Tuesday, November 20, 2007

Feeling Like Sheryl Crow

My husband’s name can be found in the sports section of Sunday’s Huntsville Times. They wrote about his race and his win, and I felt famous just being the wife of this man whose name was in the paper. And then yesterday I realized something. I realized that I could do a much better job writing about him than they did.

So here I go.

My story begins Friday evening at Fleet Feet in Huntsville. Jason and I were there shopping for trail running shoes and he wanted to see if he could get into the Dizzy Fifties 50K. We had both wanted to run it a few months back, but we waited too late to register and it was full. Jason, however, was persistent and sure enough the night before the race he got in.

The next morning I awoke to arms encircling me at 4:30 a.m. “Why are you awake so early?” I asked.

“My alarm went off.” He said. I looked at the clock in sleepy confusion knowing I hadn’t set the alarm that early.

“No it hasn’t.” I replied.

“The alarm in my head.” He corrected.

I dozed until he left at 5:30 and then got up myself for coffee. My mom would be arriving at 6:30, and then she and I, along with my friend, Mimi, would be running 15 miles that morning. I knew I probably would not get done in time to make it up to Monte Sano to see Jason finish, and from time to time during my own run, I wondered how he was doing and prayed that he was okay and feeling good.

It was the perfect day to be out, and we had a great run. Upon returning home, Mom and I had a bowl of cereal and then she got in the tub to soak. I consulted the clock several times, wondering when Jason would finish and when he would call. Around 10:45 a.m. my cell rang and I jumped for it.

I guess I should pause in my story to clarify a few things. A 50K is 31 miles. And that is a long way. The Dizzy Fifties 50K is on Monte Sano, and while it is not the most difficult of the trail runs in Huntsville, it is still challenging. I realize that I am a brand new trail runner myself (and still not completely sold on the sport), but I’ve seen enough of the trails on Monte Sano to know it is not a jog down your friendly neighborhood street. And while it may be softer on the joints, a runner has to pay attention to where and how he or she steps with all the roots and rocks covering the trail.

So when Jason called and I asked him how he was – I wanted to know if he’d finished, if he’d turned an ankle, if he’d fallen, if he was hurt. My answer was that he had indeed finished and while he wasn’t feeling like a million bucks at the moment, he was okay. I was relieved. But the story gets better.

My next question was to ask how he did. This question usually refers to if he was satisfied with his performance, with his time, and of course, if he won. Now I personally do not like this question. When people ask me if I “won” the marathon I just ran, I want to laugh. My first thought is, “I FINISHED! OF COURSE I WON!” And my other thought is… “You obviously don’t know what it would take to actually win one of these things…”

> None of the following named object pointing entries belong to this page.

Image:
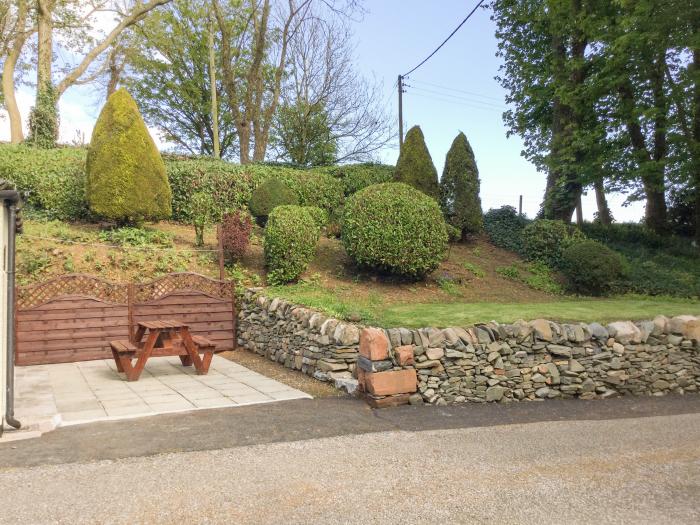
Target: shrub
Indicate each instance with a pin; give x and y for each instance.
(356, 177)
(505, 227)
(319, 215)
(43, 119)
(229, 185)
(394, 228)
(544, 240)
(453, 234)
(592, 268)
(314, 188)
(126, 179)
(49, 180)
(459, 188)
(203, 213)
(235, 233)
(291, 236)
(269, 195)
(415, 166)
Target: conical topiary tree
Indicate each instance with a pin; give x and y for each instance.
(126, 179)
(415, 166)
(459, 188)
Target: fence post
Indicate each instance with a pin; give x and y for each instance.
(130, 310)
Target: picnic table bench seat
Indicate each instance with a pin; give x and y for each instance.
(167, 338)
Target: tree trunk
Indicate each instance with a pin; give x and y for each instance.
(8, 74)
(604, 215)
(696, 140)
(214, 103)
(45, 43)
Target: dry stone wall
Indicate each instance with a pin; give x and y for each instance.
(485, 363)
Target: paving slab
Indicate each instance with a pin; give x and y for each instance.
(68, 394)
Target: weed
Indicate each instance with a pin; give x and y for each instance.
(509, 272)
(478, 272)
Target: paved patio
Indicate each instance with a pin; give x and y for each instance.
(47, 396)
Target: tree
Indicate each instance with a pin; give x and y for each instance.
(415, 165)
(169, 70)
(73, 19)
(255, 48)
(459, 188)
(303, 134)
(325, 104)
(126, 179)
(15, 26)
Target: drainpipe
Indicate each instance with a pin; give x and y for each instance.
(11, 199)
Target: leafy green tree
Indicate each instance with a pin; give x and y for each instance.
(167, 71)
(126, 179)
(459, 188)
(415, 165)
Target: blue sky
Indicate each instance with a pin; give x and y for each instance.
(395, 35)
(454, 91)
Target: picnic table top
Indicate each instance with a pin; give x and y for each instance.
(163, 324)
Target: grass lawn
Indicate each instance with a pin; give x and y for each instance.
(478, 282)
(563, 310)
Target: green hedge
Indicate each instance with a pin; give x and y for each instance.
(545, 240)
(50, 180)
(291, 236)
(394, 228)
(356, 177)
(592, 268)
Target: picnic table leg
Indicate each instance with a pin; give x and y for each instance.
(192, 350)
(134, 373)
(117, 361)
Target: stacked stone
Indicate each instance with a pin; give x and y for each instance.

But asking this question of Jason… well it is more valid. Because MOST of the time, he does, whether it is in his age group or overall.

He said he finished in 4 hours and 21 seconds. He said that was slower than last year, but that he’d gotten off the trail a few times, accidentally taking a wrong turn. So I popped my final question.

“Did you win?”

“Yes, I got first,” he replied.

“First in your age group?”

“First over all.”

(A pause)

“You were the first one to cross the finish?” (I guess I needed further clarification)

“Yeah.”

And of course here I started with my words of congratulations and excitement, telling him how great I thought that was and how proud I was of him. I hated that I could not be there, for I could only imagine how great it would have felt to see my very own husband finish first. FIRST OVER ALL! (I get visions of that red ribbon running across the finish line and the crowd going wild, with a little Chariots of Fire playing in the background).

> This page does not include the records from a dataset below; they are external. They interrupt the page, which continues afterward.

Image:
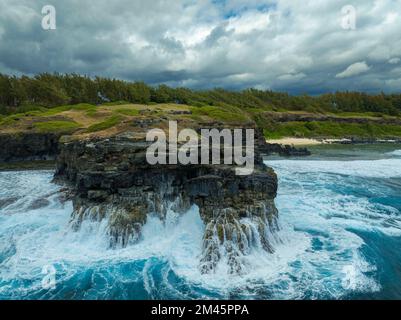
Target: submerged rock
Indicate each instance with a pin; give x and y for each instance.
(112, 180)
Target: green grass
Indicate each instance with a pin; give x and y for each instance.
(225, 114)
(56, 126)
(77, 107)
(330, 129)
(108, 123)
(128, 112)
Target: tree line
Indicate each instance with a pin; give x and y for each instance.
(21, 94)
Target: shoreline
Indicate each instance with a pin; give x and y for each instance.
(304, 142)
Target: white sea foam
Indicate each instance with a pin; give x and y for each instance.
(396, 153)
(318, 256)
(384, 168)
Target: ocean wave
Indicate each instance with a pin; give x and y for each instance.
(384, 168)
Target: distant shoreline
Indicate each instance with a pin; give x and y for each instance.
(299, 142)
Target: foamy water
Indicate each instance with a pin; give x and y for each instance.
(339, 220)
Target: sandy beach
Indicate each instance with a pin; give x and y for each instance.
(295, 141)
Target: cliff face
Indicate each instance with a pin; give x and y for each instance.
(28, 147)
(112, 180)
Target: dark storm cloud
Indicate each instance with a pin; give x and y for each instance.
(296, 46)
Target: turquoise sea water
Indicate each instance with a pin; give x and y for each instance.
(340, 238)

So yes, I am the proud wife, and I know I’ve only been married 3 months, but I still wonder if I’ll ever get used to the fact that MY HUSBAND runs that fast, for that long. Maybe because I can’t. Maybe because I’ve never personally known anyone who can. Maybe because I know what it takes for me to do what I do, and then I see him doing it twice as long, twice as fast. It just amazes me.

I used to jokingly say that when I got married I wanted a man who could keep up with me. That didn’t mean he had to be a marathon runner – or a runner at all for that matter. I just wanted a man with a high energy level. So I chuckle now when I think of the man I married. He can indeed keep up with me. And much, much more.